As you complete your first three weeks of breeding, it is essential to identify those cows which have not been bred. These should be presented for veterinary attention as there is a €250 reward for every breeding opportunity accurately detected. The same rule applies when using a stock bull. One in 10 stock bulls will be either subfertile or infertile. Have you had your stock bull fertility tested? It is also essential that you can identify problem cows using tail paint, which is topped up at least twice a week.

There is a temptation to 'blindly' administrator prostaglandins to those cows not detected in heat. This will only work if cows are reproductively sound and in the middle of their cycle.

Some cows may respond to prostaglandins but the heats will be infertile as there is a uterine infection preventing the normal expression of heat.

The sensible approach is to seek veterinary attention bearing in mind the costs associated with failure to successfully breed the cow at the right time.

When stock bulls are run with the herd, there is a significantly greater risk that cows with reproductive problems will not be identified. Stock bulls will address poor heat detection if the cows are fit and cycling. As stressors in the herd increase, reproductive dysfunction increases with poorer manifestation of heats. It is important to have sufficient bull power when using stock bulls. You need one fit bull for every 40 eligible cows.

It makes economic sense to scan your herd, when running stock bulls six weeks into the breeding programme. This will enable veterinary attention for cows with reproductive problems.
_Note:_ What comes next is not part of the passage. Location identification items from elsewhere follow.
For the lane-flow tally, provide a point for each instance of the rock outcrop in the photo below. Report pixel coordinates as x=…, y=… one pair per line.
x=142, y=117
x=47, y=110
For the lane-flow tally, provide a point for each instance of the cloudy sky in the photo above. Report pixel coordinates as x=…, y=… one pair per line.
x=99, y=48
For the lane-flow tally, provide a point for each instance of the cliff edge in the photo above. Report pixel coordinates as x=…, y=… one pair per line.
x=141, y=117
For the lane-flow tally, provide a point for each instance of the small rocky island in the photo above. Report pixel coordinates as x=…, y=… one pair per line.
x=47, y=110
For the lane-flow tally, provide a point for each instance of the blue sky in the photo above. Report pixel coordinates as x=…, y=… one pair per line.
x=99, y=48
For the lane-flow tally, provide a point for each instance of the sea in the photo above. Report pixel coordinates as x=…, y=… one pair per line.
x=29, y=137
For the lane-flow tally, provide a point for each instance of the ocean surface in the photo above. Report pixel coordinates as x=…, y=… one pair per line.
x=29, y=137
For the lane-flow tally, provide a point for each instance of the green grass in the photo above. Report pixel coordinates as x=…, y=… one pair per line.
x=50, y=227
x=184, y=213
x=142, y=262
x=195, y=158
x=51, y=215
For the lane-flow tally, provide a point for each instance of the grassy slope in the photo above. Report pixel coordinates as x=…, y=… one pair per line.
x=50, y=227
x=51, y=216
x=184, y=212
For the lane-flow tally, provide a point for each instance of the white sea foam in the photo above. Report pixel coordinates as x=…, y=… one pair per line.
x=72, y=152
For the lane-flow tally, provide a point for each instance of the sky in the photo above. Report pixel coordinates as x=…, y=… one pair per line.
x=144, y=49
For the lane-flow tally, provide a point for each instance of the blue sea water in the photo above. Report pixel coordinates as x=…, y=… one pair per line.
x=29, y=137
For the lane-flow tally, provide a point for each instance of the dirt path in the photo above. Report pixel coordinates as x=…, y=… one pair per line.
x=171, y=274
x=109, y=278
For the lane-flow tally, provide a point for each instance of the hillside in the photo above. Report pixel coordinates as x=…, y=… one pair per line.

This will account for 10-15pc of your cows with a minimum opportunity cost of €5,000 for reproductive failure in a 100 cow dairy herd.

Economic benefits

There are also the economic benefits from assessing bull fertility based on early pregnancy diagnosis for the first three weeks of the breeding season for those cows eligible to establish pregnancy.

Early embryonic death can also be accurately identified from in-depth diagnostic scanning. Early embryo death between 20 and 34 days after breeding will prevent cows returning to heat for periods up to nine weeks after breeding.

The inclement weather experienced during the first two weeks of May has really reduced the expression of heats.

ScanMan Vet technology has identified many cows not visually detected in heat - where tail paint or scratch cards were used as aids - as having undergone 'silent heats'.

This technology can accurately identify to within one day when cows were in heat between day 1 and day 6 of their cycle. It can also predict to within one day cows coming into heat over the next three days after scanning.

As the stress load on the herd increases - associated with a combination of either poor grazing conditions, dietary imbalance for minerals, energy requirements, lameness or mastitis - the expression, intensity and duration of heats decreases.

You cannot afford to miss heats in a year when profit margins from milk production are tight.

You need to continuously bear in mind the opportunity cost of €250 per missed heat in grass-based spring milk production systems.

Dr Stephen Butler in Moorepark has conducted excellent research work associated with synchronisation of heats.

This technology will deliver significant financial gains where heat detection is poor on a farm.

Despite the targeted 90pc submission rates, the reality is that averages are closer to 70pc on more than 70pc of farms analysed from our database.

Heat detection in maiden heifers is primarily concerned with having heifers achieve targeted weights at the onset of the breeding season.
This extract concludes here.